The Archbishop said, however, that St Paul's assertion that the "love of Christ urges us on" in evangelism is not always evident in the Church of England.
The final aim of the Church is to call Christians "to be those who worship and adore God in Christ, overflowing with the good news that we've received, making Christ known to all so that the good news is proclaimed effectively throughout the church," he said.
"It is the most compelling of announcements. It comes as a gift to us, not of our own creation. It is news because it tells us of what we do not already know. We have not deduced it ourselves or worked it out by our own power of reason: the good news is the power of God.
"In our good news we speak of Him who really does not sweep our human needs, concerns, cares, desires and problems under the carpet, but takes them up and makes them His own.
"And if we allow ourselves to be gripped by this gospel, this good news of Jesus Christ, it will overwhelm us, for it seems too good to be true. As Pope Francis said in Evangelii Gaudium: 'the Gospel constantly invites us to rejoice'."
It is a constant challenge to Christians, Welby concluded, and the Church must work to encourage and facilitate the witness of believers. "That change will not just happen, we can't just hope for something magical to occur," he said.
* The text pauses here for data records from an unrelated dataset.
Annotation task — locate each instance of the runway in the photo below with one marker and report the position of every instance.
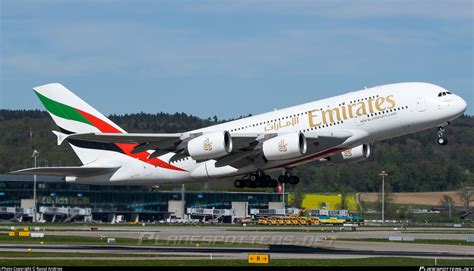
(224, 242)
(280, 252)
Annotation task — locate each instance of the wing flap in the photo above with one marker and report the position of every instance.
(66, 171)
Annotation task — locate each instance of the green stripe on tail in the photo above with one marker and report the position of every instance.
(61, 110)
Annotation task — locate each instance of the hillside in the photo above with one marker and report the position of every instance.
(415, 162)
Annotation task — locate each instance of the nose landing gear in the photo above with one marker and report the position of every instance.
(288, 178)
(442, 140)
(258, 179)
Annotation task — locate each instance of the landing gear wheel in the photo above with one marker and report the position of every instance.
(282, 179)
(293, 180)
(442, 140)
(239, 183)
(259, 182)
(273, 183)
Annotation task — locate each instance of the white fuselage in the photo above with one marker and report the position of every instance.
(371, 115)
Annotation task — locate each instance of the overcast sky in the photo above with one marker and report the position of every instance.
(229, 58)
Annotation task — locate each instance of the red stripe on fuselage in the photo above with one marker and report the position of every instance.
(104, 127)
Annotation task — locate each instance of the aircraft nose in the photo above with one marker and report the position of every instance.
(461, 104)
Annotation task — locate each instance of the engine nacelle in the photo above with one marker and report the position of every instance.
(286, 146)
(355, 154)
(210, 146)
"My fear is that many of us have lost all confidence in the Gospel. We have thought that you need to be an expert or a professional to be a witness. But we do not. We simply need to be able to tell of the love that has grasped hold of us and the difference it has made in our own lives."
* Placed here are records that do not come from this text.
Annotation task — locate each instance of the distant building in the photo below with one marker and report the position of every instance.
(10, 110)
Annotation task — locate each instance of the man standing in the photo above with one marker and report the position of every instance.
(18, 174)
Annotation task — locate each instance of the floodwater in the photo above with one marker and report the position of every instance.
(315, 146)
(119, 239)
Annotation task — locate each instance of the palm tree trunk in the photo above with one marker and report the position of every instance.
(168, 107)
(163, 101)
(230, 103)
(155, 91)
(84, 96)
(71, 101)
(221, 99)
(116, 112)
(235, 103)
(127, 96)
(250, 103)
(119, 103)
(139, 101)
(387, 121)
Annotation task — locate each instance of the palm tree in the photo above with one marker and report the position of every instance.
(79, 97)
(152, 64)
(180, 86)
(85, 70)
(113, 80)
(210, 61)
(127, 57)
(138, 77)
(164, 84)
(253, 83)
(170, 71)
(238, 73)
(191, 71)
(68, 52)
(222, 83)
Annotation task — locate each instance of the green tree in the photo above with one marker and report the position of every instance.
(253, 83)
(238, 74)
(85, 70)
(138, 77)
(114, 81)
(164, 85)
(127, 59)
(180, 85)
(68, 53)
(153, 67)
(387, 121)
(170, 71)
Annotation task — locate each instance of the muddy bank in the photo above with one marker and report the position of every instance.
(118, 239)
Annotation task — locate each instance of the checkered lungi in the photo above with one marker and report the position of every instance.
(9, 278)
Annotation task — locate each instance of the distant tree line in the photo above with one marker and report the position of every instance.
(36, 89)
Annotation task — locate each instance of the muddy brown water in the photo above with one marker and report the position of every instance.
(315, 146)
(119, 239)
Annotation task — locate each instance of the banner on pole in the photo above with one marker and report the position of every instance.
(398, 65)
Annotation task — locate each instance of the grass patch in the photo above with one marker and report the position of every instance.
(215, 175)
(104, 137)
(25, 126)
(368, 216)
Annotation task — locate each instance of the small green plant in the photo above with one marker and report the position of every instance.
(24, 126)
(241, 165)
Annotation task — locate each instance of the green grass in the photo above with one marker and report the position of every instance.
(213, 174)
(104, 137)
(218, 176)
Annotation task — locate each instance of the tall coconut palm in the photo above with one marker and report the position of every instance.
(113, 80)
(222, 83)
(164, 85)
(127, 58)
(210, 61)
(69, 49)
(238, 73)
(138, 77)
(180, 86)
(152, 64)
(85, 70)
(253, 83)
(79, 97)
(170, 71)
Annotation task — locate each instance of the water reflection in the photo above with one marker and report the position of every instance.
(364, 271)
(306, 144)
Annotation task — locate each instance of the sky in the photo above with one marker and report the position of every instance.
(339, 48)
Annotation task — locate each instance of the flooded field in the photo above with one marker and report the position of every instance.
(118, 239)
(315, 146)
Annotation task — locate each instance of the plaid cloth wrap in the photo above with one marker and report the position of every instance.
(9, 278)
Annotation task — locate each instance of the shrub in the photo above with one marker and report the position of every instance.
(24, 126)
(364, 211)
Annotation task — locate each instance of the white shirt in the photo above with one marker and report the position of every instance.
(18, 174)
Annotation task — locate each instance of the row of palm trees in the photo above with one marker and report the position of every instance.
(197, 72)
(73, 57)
Despite significant debate about falling attendance figures in the UK, Justin Welby has previously insisted that he has no fears for the future of the Church.
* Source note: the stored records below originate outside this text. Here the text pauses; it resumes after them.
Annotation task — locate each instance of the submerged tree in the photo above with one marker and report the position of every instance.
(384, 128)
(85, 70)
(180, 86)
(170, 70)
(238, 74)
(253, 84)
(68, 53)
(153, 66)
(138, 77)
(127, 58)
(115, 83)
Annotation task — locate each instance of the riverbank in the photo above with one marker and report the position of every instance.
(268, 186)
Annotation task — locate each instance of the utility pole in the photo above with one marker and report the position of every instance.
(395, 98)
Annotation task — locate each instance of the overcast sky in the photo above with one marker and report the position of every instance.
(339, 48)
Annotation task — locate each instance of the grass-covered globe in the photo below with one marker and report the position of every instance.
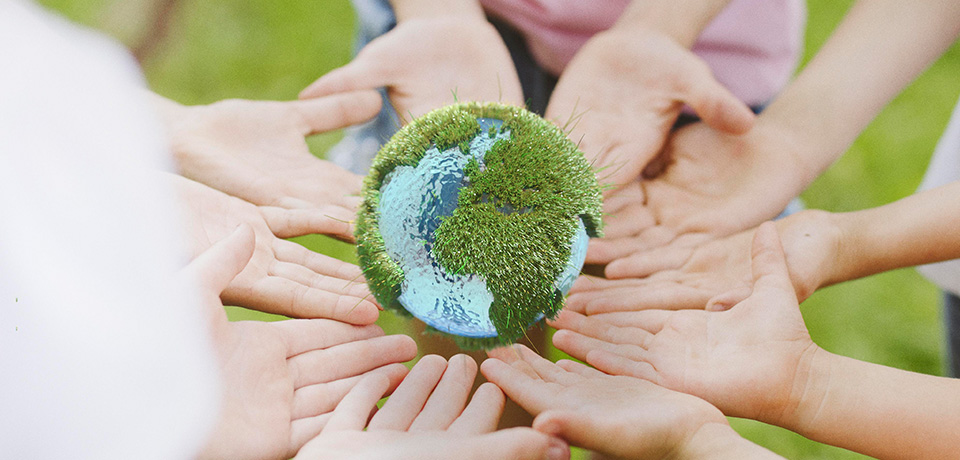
(475, 220)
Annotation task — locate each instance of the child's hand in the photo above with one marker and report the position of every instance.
(674, 278)
(278, 378)
(282, 277)
(622, 92)
(428, 63)
(751, 361)
(427, 417)
(617, 416)
(255, 150)
(712, 185)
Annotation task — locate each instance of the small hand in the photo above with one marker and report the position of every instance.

"But I would really like, and I believe it's part of God's plan, that that future of the church of God includes a renewed, invigorated, confident, wonderful, celebratory, humble, delighting Church of England," he said in November. Evangelism isn't about using God "to ensure the Church keeps going", he added.
"What you're doing in evangelism isn't a tool of the Church, it's not some sort of thing we do so we can still be there in a generation or two. It is the revelation of the nature of God. It is intrinsic to being the people of God."